History of Scuba

The History of SCUBA diving

We cannot say for certain how long human beings have been diving; primitive man would have dived in search of tools and food, and we know that pearl diving took place thousands of years ago, as we can find countless references to the pearl in the religions and mythology of cultures form the earliest times. But it was the desire to salvage valuable goods from shipwrecks that encouraged man to realise the potential advantages of SCUBA. Read on to learn more about SCUBA diving's fascinating history.

History says there is evidence that people used reeds and other basic diving aids, but the Diving Bell was undoubtedly the first real piece of diving apparatus. Da Vinci designed an air supply and buoyancy control in the 1500's, and we can find evidence of basic rebreathers in Italian manuscripts as early as 1680.

In 1771 a British engineer called John Smeaton invented the air pump, which was essentially a hose connected from a barrel to the surface, allowing air to be pumped to the diver. The following year a Frenchman by the name of Sieur Freminet invented a rebreathing device that recycled exhaled air from inside the barrel. Unfortunately, Sieur lacked a basic understanding of respiration, and died from lack of oxygen after twenty minutes of diving with his device.

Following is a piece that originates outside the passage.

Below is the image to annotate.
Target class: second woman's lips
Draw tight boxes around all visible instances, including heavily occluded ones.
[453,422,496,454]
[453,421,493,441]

1825 was a much more prosperous year in the history of diving, as English inventor William Jones designed a watertight, self-contained breathing device, consisting of weighted tanks of compressed air that formed a belt, attached to copper helmet. The belt held 450 psi of air, which was enough for roughly a seven minute dive. In 1876 tragedy struck again when an Englishman, Henry Fleuss, invented a closed circuit oxygen rebreather. His invention was originally designed to aid divers repair an iron door of a flooded ship's chamber and the device did its job without any complications. Fleurr then decided to use his invention for a thirty foot dive and died from the pure oxygen which is toxic to humans under pressure.

In 1926, French Navy officer Yves Le Prieur patented a diving system which sent compressed air carried in tanks to a full face-mask. Ten tears later Le Prieur formed the world's first SCUBA diving club called the "Club of Divers and Underwater Life", and by the 1930's snorkels, fins, and facemasks were commonplace. In 1943, Jacques Cousteau and Emile Gagnan designed the first "aqualung". The aqualung provided compressed air on demand and was readily available in shops by 1949.

Connie Limbaugh died in a cave-diving accident in 1960 and heralded the end of diving without professional training. The National Association of Underwater Instructors (NAUI) was formed within the year and became the first international certification agency. When asked the significance of 1966, most people will rightly tell you it was the year England won the World Cup. However, any true SCUBA diving fan will tell you it was also the year the Professional Association of Diving Instructors (PADI) was formed. PADI trained 3226 divers in its first year alone, and is probably the worlds most famous SCUBA diving organisation today.